Les sinistrés ont été évacués par la police / © Jean-Luc Thomas / iTélé
Les sinistrés ont été évacués par la police / © Jean-Luc Thomas / iTélé

Les militants de l'association "les sinistrès du 21 septembre" qui occupaient depuis jeudi après-midi la mairie-annexe de Lafourguette à Toulouse pour réclamer un entretien avec le garde des Sceaux ont été évacués par la police. Ils veulent que le 3ème procès AZF se tienne à Toulouse.

Par Fabrice Valery

Ils s'étaient installés jeudi dans l'après-midi dans les locaux de la mairie-annexe du quartier de Lafourguette à Toulouse pour réclamer une entrevue avec le garde des Sceaux, Jean-Jacques Urvoas : les membres de l'association "les sinistrès du 21 septembre" et leur président Jean-François Grelier n'auront pas eu gain de cause. Ils ont été évacués pendant la nuit par les forces de l'ordre, "sans incident" selon la préfecture mais "sans ménagement" non plus selon les journalistes sur place. Certains de ces militants ont été très grièvement blessés le 21 septembre 2001 lors de l'explosion d'AZF à Toulouse, d'autres sont particulièrement âgés. 

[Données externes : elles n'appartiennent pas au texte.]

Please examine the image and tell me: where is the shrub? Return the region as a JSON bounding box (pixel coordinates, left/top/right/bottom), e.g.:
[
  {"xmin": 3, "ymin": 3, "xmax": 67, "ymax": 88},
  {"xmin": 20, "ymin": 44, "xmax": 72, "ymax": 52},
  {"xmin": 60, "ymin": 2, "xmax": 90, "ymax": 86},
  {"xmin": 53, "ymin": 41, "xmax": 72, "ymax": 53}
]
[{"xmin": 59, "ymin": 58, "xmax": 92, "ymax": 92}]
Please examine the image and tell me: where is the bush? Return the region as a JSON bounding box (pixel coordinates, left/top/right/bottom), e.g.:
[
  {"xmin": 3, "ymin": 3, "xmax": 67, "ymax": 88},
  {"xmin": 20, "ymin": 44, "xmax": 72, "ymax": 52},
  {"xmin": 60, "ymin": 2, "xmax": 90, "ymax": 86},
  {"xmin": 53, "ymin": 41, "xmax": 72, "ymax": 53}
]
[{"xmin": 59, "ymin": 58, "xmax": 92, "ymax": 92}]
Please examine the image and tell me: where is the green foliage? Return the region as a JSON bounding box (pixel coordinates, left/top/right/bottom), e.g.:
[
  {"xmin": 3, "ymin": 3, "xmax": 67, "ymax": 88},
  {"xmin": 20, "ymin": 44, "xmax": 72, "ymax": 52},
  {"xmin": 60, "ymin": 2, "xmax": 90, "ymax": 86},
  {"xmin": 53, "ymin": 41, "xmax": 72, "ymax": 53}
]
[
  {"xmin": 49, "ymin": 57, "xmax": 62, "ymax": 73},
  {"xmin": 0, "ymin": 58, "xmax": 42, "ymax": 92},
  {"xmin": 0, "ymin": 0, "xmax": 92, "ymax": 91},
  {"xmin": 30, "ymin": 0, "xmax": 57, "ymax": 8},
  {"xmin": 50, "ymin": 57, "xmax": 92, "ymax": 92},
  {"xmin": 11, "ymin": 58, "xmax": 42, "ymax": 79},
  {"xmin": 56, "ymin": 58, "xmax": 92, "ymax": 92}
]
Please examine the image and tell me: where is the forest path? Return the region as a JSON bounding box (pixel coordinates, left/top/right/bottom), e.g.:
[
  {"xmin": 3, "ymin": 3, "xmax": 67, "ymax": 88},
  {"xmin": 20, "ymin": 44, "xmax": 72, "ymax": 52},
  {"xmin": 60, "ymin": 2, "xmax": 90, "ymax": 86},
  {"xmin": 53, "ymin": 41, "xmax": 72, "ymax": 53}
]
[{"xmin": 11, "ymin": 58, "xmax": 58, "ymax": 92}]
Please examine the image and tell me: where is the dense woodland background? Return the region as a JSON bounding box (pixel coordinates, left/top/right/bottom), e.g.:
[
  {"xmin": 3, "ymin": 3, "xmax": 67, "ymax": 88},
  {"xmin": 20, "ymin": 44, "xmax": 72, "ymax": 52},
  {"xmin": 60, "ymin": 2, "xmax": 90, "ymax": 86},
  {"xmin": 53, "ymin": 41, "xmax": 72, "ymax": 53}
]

Selon un communiqué commun de la préfecture et de la ville de Toulouse, les occupants ont eu dans la soirée un contact téléphonique avec le maire LR Jean-Luc Moudenc "qui n'a rien donné". Le ministère de la Justice a proposé ensuite un entretien avec un conseiller du Garde des Sceaux, puis le préfet un rendez-vous lundi. Refus successifs des manifestants : le préfet a donc fait intervenir la force pour libérer les lieux et les employés municipaux qui y étaient retenus. 

Les images de nos confrères d'iTélé : 
Evacuation des sinistrès d'AZF
Ils ont été évacués par la police de la mairie-annexe de Lafourguette qu'ils occupaient à Toulouse.

L'association des sinistrès du 21 septembre réclame que le troisième procès AZF se déroule à Toulouse et non à Paris comme prévu. Elle a lancé une pétition en ligne dans ce sens. Depuis que la Cour de cassation a renvoyé le dossier vers la Cour d'appel de Paris, les voix s'élèvent à Toulouse pour dénoncer un procès qui ne sera pas équitable, les petits sinistrès n'ayant pas la possibilité financière et matérielle d'assister aux audiences pendant 4 mois à Paris.